Leroy Stevens, who discovered pluripotent embryonic stem cells in mice, has passed away at age 94.

Apr 2, 2015
Jenny Rood


Former Jackson Laboratory researcher Leroy Stevens, whose work with mouse tumors led to the discovery of embryonic stem cells (ESCs), died last week (March 28) of congestive respiratory failure. He was 94.

A native of Kenmore, New York, Stevens earned an undergraduate degree from Cornell University and a PhD in embryology from the University of Rochester, both in New York. In 1953, he joined the Jackson Laboratory in Maine, where he investigated mouse models of cancer. He was promoted to the position of senior staff scientist in 1967.

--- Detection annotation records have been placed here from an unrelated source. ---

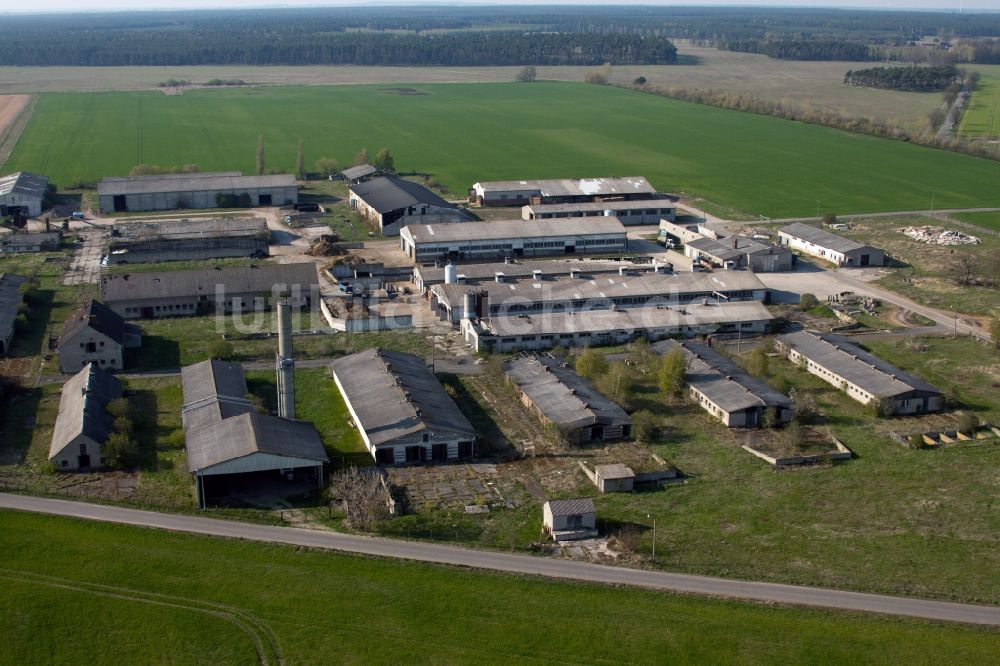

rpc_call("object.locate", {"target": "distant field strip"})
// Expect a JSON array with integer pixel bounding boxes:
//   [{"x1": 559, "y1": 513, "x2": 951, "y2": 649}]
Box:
[
  {"x1": 6, "y1": 82, "x2": 1000, "y2": 217},
  {"x1": 959, "y1": 74, "x2": 1000, "y2": 137}
]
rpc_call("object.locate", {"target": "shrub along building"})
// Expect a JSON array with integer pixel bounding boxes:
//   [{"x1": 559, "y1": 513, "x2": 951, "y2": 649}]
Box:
[
  {"x1": 777, "y1": 331, "x2": 944, "y2": 414},
  {"x1": 97, "y1": 171, "x2": 299, "y2": 213},
  {"x1": 330, "y1": 349, "x2": 476, "y2": 465},
  {"x1": 469, "y1": 176, "x2": 657, "y2": 206},
  {"x1": 399, "y1": 217, "x2": 628, "y2": 264},
  {"x1": 461, "y1": 301, "x2": 774, "y2": 353},
  {"x1": 0, "y1": 231, "x2": 62, "y2": 254},
  {"x1": 57, "y1": 300, "x2": 141, "y2": 373},
  {"x1": 350, "y1": 176, "x2": 469, "y2": 236},
  {"x1": 684, "y1": 236, "x2": 795, "y2": 273},
  {"x1": 505, "y1": 356, "x2": 632, "y2": 443},
  {"x1": 0, "y1": 171, "x2": 49, "y2": 217},
  {"x1": 521, "y1": 199, "x2": 677, "y2": 226},
  {"x1": 49, "y1": 363, "x2": 122, "y2": 471},
  {"x1": 656, "y1": 340, "x2": 795, "y2": 428},
  {"x1": 430, "y1": 266, "x2": 767, "y2": 324},
  {"x1": 108, "y1": 217, "x2": 271, "y2": 264},
  {"x1": 101, "y1": 262, "x2": 319, "y2": 319},
  {"x1": 181, "y1": 359, "x2": 330, "y2": 508},
  {"x1": 0, "y1": 273, "x2": 28, "y2": 356},
  {"x1": 778, "y1": 222, "x2": 885, "y2": 266}
]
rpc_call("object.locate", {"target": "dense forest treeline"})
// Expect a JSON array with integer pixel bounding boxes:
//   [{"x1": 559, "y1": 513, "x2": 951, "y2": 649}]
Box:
[
  {"x1": 0, "y1": 6, "x2": 1000, "y2": 66},
  {"x1": 844, "y1": 65, "x2": 958, "y2": 92}
]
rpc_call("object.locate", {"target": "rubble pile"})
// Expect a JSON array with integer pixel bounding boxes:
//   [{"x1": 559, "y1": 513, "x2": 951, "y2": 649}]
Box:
[{"x1": 896, "y1": 226, "x2": 982, "y2": 245}]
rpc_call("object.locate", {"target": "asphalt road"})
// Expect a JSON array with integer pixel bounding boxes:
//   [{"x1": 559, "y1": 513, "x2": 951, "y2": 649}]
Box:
[{"x1": 0, "y1": 493, "x2": 1000, "y2": 626}]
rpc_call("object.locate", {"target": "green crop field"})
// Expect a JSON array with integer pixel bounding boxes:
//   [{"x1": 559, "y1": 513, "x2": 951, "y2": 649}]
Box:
[
  {"x1": 952, "y1": 212, "x2": 1000, "y2": 231},
  {"x1": 6, "y1": 83, "x2": 1000, "y2": 217},
  {"x1": 0, "y1": 511, "x2": 1000, "y2": 664},
  {"x1": 959, "y1": 67, "x2": 1000, "y2": 137}
]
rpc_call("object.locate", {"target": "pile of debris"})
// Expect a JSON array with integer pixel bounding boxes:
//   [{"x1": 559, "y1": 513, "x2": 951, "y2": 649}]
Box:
[
  {"x1": 306, "y1": 234, "x2": 346, "y2": 257},
  {"x1": 896, "y1": 226, "x2": 982, "y2": 245}
]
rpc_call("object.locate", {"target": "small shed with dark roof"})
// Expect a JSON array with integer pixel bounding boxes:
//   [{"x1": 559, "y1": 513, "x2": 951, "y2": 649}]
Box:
[
  {"x1": 542, "y1": 497, "x2": 597, "y2": 541},
  {"x1": 350, "y1": 176, "x2": 468, "y2": 236}
]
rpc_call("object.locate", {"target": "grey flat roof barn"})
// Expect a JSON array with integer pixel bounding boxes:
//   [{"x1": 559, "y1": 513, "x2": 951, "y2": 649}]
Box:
[
  {"x1": 505, "y1": 355, "x2": 632, "y2": 441},
  {"x1": 351, "y1": 176, "x2": 457, "y2": 213},
  {"x1": 330, "y1": 349, "x2": 476, "y2": 464},
  {"x1": 777, "y1": 331, "x2": 942, "y2": 413}
]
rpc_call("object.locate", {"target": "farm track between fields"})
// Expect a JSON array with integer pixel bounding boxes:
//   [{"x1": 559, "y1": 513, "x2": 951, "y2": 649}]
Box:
[{"x1": 0, "y1": 569, "x2": 285, "y2": 666}]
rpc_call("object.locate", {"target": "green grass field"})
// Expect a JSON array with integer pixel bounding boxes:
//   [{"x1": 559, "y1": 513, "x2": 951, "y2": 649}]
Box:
[
  {"x1": 958, "y1": 67, "x2": 1000, "y2": 137},
  {"x1": 6, "y1": 83, "x2": 1000, "y2": 217},
  {"x1": 0, "y1": 511, "x2": 1000, "y2": 664},
  {"x1": 952, "y1": 212, "x2": 1000, "y2": 231}
]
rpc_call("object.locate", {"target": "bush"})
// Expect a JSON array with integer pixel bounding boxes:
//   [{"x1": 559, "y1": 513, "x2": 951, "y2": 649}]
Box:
[
  {"x1": 208, "y1": 340, "x2": 236, "y2": 361},
  {"x1": 104, "y1": 432, "x2": 140, "y2": 469},
  {"x1": 576, "y1": 347, "x2": 608, "y2": 379},
  {"x1": 632, "y1": 409, "x2": 660, "y2": 444}
]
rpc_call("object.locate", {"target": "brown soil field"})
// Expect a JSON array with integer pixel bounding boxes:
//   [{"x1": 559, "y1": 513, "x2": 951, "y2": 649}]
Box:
[{"x1": 0, "y1": 42, "x2": 941, "y2": 125}]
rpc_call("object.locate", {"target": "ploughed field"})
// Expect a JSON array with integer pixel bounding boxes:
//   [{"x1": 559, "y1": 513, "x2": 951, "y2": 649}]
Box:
[
  {"x1": 5, "y1": 82, "x2": 1000, "y2": 217},
  {"x1": 0, "y1": 511, "x2": 1000, "y2": 664}
]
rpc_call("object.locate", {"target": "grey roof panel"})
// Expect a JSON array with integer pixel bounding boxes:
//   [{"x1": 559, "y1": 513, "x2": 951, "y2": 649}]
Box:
[
  {"x1": 778, "y1": 222, "x2": 871, "y2": 253},
  {"x1": 0, "y1": 171, "x2": 49, "y2": 199},
  {"x1": 778, "y1": 331, "x2": 941, "y2": 398},
  {"x1": 101, "y1": 262, "x2": 319, "y2": 302},
  {"x1": 506, "y1": 356, "x2": 632, "y2": 428},
  {"x1": 330, "y1": 349, "x2": 476, "y2": 446},
  {"x1": 49, "y1": 363, "x2": 122, "y2": 458},
  {"x1": 546, "y1": 497, "x2": 595, "y2": 516},
  {"x1": 400, "y1": 217, "x2": 628, "y2": 244},
  {"x1": 351, "y1": 176, "x2": 457, "y2": 213},
  {"x1": 97, "y1": 172, "x2": 296, "y2": 196}
]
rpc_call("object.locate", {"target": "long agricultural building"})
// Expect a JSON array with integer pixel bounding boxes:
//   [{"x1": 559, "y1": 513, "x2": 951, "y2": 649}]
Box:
[
  {"x1": 777, "y1": 331, "x2": 944, "y2": 414},
  {"x1": 0, "y1": 171, "x2": 49, "y2": 217},
  {"x1": 469, "y1": 176, "x2": 657, "y2": 206},
  {"x1": 505, "y1": 356, "x2": 632, "y2": 442},
  {"x1": 97, "y1": 171, "x2": 299, "y2": 213},
  {"x1": 430, "y1": 271, "x2": 767, "y2": 324},
  {"x1": 778, "y1": 222, "x2": 885, "y2": 266},
  {"x1": 655, "y1": 340, "x2": 795, "y2": 428},
  {"x1": 413, "y1": 259, "x2": 652, "y2": 291},
  {"x1": 101, "y1": 262, "x2": 319, "y2": 319},
  {"x1": 399, "y1": 217, "x2": 628, "y2": 264},
  {"x1": 108, "y1": 217, "x2": 271, "y2": 264},
  {"x1": 461, "y1": 301, "x2": 774, "y2": 353},
  {"x1": 521, "y1": 199, "x2": 677, "y2": 226},
  {"x1": 684, "y1": 236, "x2": 795, "y2": 273},
  {"x1": 330, "y1": 349, "x2": 476, "y2": 465}
]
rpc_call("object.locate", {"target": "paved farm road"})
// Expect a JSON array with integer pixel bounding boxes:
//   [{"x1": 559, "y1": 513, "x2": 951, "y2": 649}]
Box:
[{"x1": 0, "y1": 493, "x2": 1000, "y2": 626}]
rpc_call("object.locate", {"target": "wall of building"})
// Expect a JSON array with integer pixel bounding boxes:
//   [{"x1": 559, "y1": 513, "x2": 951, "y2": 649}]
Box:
[{"x1": 59, "y1": 326, "x2": 125, "y2": 373}]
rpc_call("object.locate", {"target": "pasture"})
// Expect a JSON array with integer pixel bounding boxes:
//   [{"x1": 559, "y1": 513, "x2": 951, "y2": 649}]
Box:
[
  {"x1": 0, "y1": 511, "x2": 1000, "y2": 664},
  {"x1": 958, "y1": 65, "x2": 1000, "y2": 138},
  {"x1": 6, "y1": 83, "x2": 1000, "y2": 217}
]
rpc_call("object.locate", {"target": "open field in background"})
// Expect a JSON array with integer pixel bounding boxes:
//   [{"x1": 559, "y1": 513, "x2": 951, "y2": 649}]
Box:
[
  {"x1": 958, "y1": 65, "x2": 1000, "y2": 138},
  {"x1": 0, "y1": 41, "x2": 944, "y2": 126},
  {"x1": 0, "y1": 512, "x2": 1000, "y2": 664},
  {"x1": 951, "y1": 212, "x2": 1000, "y2": 234},
  {"x1": 843, "y1": 217, "x2": 1000, "y2": 316},
  {"x1": 6, "y1": 83, "x2": 1000, "y2": 217}
]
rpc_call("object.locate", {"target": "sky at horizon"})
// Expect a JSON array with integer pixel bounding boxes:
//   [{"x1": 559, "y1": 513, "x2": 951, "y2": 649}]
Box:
[{"x1": 0, "y1": 0, "x2": 1000, "y2": 14}]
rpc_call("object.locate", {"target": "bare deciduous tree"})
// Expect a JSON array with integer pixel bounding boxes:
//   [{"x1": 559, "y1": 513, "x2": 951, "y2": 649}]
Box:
[{"x1": 329, "y1": 467, "x2": 390, "y2": 532}]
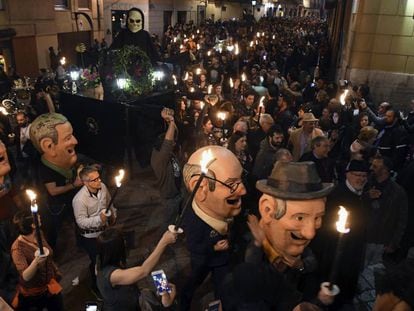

In 1958, while examining a murine testicular tumor, Stevens found that part of the tumor contained many different types of tissue, including hair and teeth—a type of cancer known as a teratoma. Stevens’ further investigation of the teratoma revealed similarities to cells in the mouse embryo. When Stevens later transplanted embryonic cells into adult mice, some of them caused teratomas to grow. In their 1970 experiment, Stevens and his colleagues had identified the first ESCs. “Stevens’ contributions to stem cell biology built the road that led to current knowledge about the properties and potential of human embryonic stem cells,” Gail Martin of the University of California, San Francisco, said at the 75th anniversary of the Jackson Laboratory, The Ellsworth American reported.

After a long career using mouse models to study cancer, Stevens retired from the Jackson Laboratory in 1989.

He is survived by two children and seven grandchildren.